Supported catalog operations¶
The SDK supports the following commands for browsing Iceberg metadata in Snowflake:
SHOW NAMESPACES
USE NAMESPACE
SHOW TABLES
USE DATABASE
USE SCHEMA
The SDK currently supports read operations (SELECT statements) only.
Install and connect¶
To install the Snowflake Catalog SDK, download the latest version of the Iceberg libraries (https://iceberg.apache.org/releases/).
Before you can use the Snowflake Catalog SDK, you need a Snowflake database with one or more Iceberg tables. To create an Iceberg table, see Create an Apache Iceberg™ table in Snowflake.
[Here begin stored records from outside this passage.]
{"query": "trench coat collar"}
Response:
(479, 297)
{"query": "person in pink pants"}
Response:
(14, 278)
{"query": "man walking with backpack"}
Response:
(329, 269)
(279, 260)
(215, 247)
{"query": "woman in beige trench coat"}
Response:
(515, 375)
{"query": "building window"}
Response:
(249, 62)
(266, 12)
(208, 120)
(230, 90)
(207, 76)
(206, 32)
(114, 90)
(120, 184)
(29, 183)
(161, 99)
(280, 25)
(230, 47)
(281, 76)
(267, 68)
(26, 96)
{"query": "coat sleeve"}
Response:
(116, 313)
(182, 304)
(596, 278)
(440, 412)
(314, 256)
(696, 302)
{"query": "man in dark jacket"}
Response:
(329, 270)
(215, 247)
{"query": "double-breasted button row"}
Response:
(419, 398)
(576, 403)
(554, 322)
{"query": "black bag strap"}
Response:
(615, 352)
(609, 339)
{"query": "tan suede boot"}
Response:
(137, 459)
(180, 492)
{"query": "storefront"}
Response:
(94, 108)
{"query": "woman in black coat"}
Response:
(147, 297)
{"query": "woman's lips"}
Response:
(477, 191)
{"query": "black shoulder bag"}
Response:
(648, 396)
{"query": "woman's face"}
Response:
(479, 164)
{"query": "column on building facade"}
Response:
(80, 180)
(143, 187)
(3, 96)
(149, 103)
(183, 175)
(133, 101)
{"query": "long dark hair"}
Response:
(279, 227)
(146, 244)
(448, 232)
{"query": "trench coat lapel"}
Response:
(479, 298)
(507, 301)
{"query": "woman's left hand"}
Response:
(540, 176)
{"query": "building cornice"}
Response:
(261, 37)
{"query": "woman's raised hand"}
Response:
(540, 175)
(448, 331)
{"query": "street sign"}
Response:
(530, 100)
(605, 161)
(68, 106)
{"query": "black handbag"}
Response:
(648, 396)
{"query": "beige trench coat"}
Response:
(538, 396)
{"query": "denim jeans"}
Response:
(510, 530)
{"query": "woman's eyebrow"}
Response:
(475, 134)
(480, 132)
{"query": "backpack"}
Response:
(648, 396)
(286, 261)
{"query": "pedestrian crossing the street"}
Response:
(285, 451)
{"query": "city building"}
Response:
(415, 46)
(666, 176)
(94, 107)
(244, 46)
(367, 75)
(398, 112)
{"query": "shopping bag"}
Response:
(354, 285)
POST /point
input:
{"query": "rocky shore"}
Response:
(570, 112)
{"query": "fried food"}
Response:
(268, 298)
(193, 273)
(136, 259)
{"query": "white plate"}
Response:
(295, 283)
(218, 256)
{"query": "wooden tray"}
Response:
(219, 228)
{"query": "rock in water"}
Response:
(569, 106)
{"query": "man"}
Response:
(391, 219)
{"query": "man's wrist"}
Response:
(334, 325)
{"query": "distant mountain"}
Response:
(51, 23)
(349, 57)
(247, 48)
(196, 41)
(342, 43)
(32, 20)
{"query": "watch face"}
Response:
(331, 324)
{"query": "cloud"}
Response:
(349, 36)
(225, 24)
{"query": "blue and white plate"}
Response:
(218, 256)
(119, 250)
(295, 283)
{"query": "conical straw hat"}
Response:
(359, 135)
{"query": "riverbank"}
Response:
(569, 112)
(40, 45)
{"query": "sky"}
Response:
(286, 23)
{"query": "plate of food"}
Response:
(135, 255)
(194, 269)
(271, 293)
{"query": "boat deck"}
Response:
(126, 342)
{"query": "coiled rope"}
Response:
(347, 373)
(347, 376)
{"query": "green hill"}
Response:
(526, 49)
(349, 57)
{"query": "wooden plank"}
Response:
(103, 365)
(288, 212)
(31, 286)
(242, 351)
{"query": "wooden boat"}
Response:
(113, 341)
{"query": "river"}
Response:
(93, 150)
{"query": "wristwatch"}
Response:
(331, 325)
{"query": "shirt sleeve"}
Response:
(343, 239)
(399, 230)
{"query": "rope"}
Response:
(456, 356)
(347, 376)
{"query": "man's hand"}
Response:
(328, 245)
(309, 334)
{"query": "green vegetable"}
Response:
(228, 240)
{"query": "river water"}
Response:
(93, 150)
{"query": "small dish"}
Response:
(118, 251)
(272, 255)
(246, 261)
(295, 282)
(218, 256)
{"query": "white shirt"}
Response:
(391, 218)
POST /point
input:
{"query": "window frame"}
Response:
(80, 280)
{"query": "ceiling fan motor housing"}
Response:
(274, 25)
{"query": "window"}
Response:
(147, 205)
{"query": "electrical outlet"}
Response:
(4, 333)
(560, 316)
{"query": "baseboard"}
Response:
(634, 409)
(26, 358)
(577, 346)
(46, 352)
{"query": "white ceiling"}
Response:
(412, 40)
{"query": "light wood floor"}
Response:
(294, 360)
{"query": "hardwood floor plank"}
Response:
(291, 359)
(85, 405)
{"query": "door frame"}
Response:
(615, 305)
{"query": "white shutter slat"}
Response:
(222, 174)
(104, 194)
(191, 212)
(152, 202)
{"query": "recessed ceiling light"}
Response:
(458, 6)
After you establish a connection and the SDK confirms that Iceberg metadata is present, Snowflake accesses your Parquet data using the external volume that is associated with your Iceberg table(s).
Examples using Spark¶
Note
To learn about using Trino with the Snowflake Catalog SDK, see the Trino documentation (https://trino.io/docs/current/object-storage/metastores.html#iceberg-snowflake-catalog).
To read table data with the SDK, start by configuring the following properties for your Spark cluster:
spark-shell --packages org.apache.iceberg:iceberg-spark-runtime-3.3_2.13:1.2.0,net.snowflake:snowflake-jdbc:3.13.28
# Configure a catalog named "snowflake_catalog" using the standard Iceberg SparkCatalog adapter
--conf spark.sql.catalog.snowflake_catalog=org.apache.iceberg.spark.SparkCatalog
# Specify the implementation of the named catalog to be Snowflake's Catalog implementation
--conf spark.sql.catalog.snowflake_catalog.catalog-impl=org.apache.iceberg.snowflake.SnowflakeCatalog
# Provide a Snowflake JDBC URI with which the Snowflake Catalog will perform low-level communication with Snowflake services
--conf spark.sql.catalog.snowflake_catalog.uri='jdbc:snowflake://<account_identifier>.snowflakecomputing.cn'
# Configure the Snowflake user on whose behalf to perform Iceberg metadata lookups
--conf spark.sql.catalog.snowflake_catalog.jdbc.user=<user_name>
# Provide the user password. To configure the credentials, you can provide either password or private_key_file.
--conf spark.sql.catalog.snowflake_catalog.jdbc.password=<password>
# Configure the private_key_file to use when connecting to Snowflake services; additional connection options can be found at https://docs.snowflake.com/en/user-guide/jdbc-configure.html
--conf spark.sql.catalog.snowflake_catalog.jdbc.private_key_file=<location of the private key>
Note
You can use any Snowflake-supported JDBC driver connection parameter
in your configuration by using the following syntax: --conf spark.sql.catalog.snowflake_catalog.jdbc.property-name=property-value
After you configure your Spark cluster, you can check which tables are available to query. For example:
spark.sessionState.catalogManager.setCurrentCatalog("snowflake_catalog");
spark.sql("SHOW NAMESPACES").show()
spark.sql("SHOW NAMESPACES IN my_database").show()
spark.sql("USE my_database.my_schema").show()
spark.sql("SHOW TABLES").show()
Then you can select a table to query.
spark.sql("SELECT * FROM my_database.my_schema.my_table WHERE ").show()
You can use the DataFrame
structure with languages like Python and Scala to query data.
df = spark.table("my_database.my_schema.my_table")
df.show()
Note
If you receive vectorized read errors while running queries, you can disable the vectorized reads for your session
by configuring: spark.sql.iceberg.vectorization.enabled=false
. To keep using vectorized reads,
you can set the STORAGE_SERIALIZATION_POLICY parameter.
Query caching¶
When you issue a query, Snowflake caches the result within a certain time frame (90 seconds by default).
You might experience latency up to that duration. If you plan to access data programmatically for comparison purposes,
you can set the spark.sql.catalog..cache-enabled
property to false
to disable caching.
If your application is designed to tolerate a specific amount of latency, you can use the following property
to specify the latency period: spark.sql.catalog..cache.expiration-interval-ms
.
Limitations¶
The following limitations apply to the Snowflake Catalog SDK and are subject to change:
The SDK currently supports read operations (SELECT statements) only.
Only Apache Spark and Trino are supported for reading Iceberg tables.
You cannot use the SDK to access non-Iceberg Snowflake tables.